注目論文:重症COVID-19患者に対する免疫調節薬の有効性比較

呼吸器内科
重症COVID-19に対する免疫調節薬の使い分けに関する重要なエビデンスです。これまで有効性が確立されていたトシリズマブに加え、同じIL-6受容体阻害薬であるサリルマブも同等の有効性を持つことが、REMAP-CAPという大規模アダプティブプラットフォーム試験で示されました。一方で、IL-1受容体拮抗薬のアナキンラは有効性が見られませんでした。
Tocilizumab, sarilumab and anakinra in critically ill patients with COVID-19: a randomised, controlled, open-label, adaptive platform trial
重症COVID-19患者におけるトシリズマブ、サリルマブ、アナキンラ:ランダム化比較、非盲検、アダプティブプラットフォーム試験
Derde L, Gordon AC, Mouncey PR, 他
Thorax. 2025 May 13:thorax-2024-222488.
https://pubmed.ncbi.nlm.nih.gov/40360262/
背景:
トシリズマブは重症COVID-19患者の転帰を改善することが知られています。他の免疫調節薬が同等またはそれ以上に有効であるかは不明でした。

研究デザイン:
9カ国133施設で進行中のアダプティブプラットフォーム試験において、重症COVID-19患者を対象にトシリズマブ、サリルマブ、アナキンラ、および免疫調節薬なし(対照群)の治療を調査しました。患者は各施設で利用可能な治療法の数に応じて割り付け比率が変動する形でランダムに割り付けられました。主要評価項目は、院内死亡(-1点と割り当て)と生存者の21日目までの臓器補助なし日数を組み合わせた順序尺度としました。本試験では、優越性、劣性、有効性、同等性、または無益性に関する事前定義されたトリガーを持つベイズ統計モデルが用いられました。

結果:
2020年3月25日から2021年4月10日までに登録された2274人の重症患者のうち、972人がトシリズマブ群、485人がサリルマブ群、378人がアナキンラ群、418人が対照群に割り付けられました。臓器補助なし日数の中央値は、トシリズマブ群で7日(IQR -1, 16)、サリルマブ群で9日(IQR -1, 17)、アナキンラ群で0日(IQR -1, 15)、対照群で0日(IQR -1, 15)でした。
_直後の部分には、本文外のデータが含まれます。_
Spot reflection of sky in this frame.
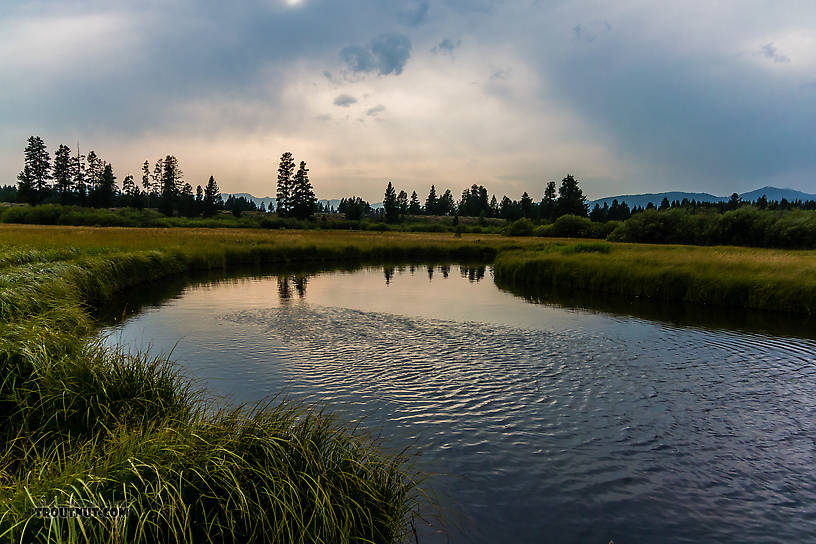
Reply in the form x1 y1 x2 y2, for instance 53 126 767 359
103 265 636 400
103 266 816 542
0 0 816 198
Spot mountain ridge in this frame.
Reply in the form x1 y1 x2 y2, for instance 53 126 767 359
221 185 816 209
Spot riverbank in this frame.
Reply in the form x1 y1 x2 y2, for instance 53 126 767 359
493 242 816 315
0 225 816 542
0 226 540 542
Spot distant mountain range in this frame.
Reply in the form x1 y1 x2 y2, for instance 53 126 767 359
221 187 816 209
221 193 340 209
589 187 816 209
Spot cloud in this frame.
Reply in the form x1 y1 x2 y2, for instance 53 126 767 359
340 33 412 76
397 2 430 26
431 38 462 55
572 21 612 43
334 94 357 108
758 42 790 63
366 104 385 117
対照群に対する調整後オッズ比の中央値は、トシリズマブ群で1.46(95%信用区間[CrI] 1.13, 1.87)、サリルマブ群で1.50(95% CrI 1.13, 2.00)、アナキンラ群で0.99(95% CrI 0.74, 1.35)であり、優越性を示す事後確率はそれぞれ99.8%、99.8%、46.6%でした。すべての治療法は安全であると考えられました。

結論:
重症COVID-19患者において、トシリズマブとサリルマブは臓器補助期間の短縮と死亡率の低下において同等の有効性を持っています。アナキンラはこの集団において有効ではありません。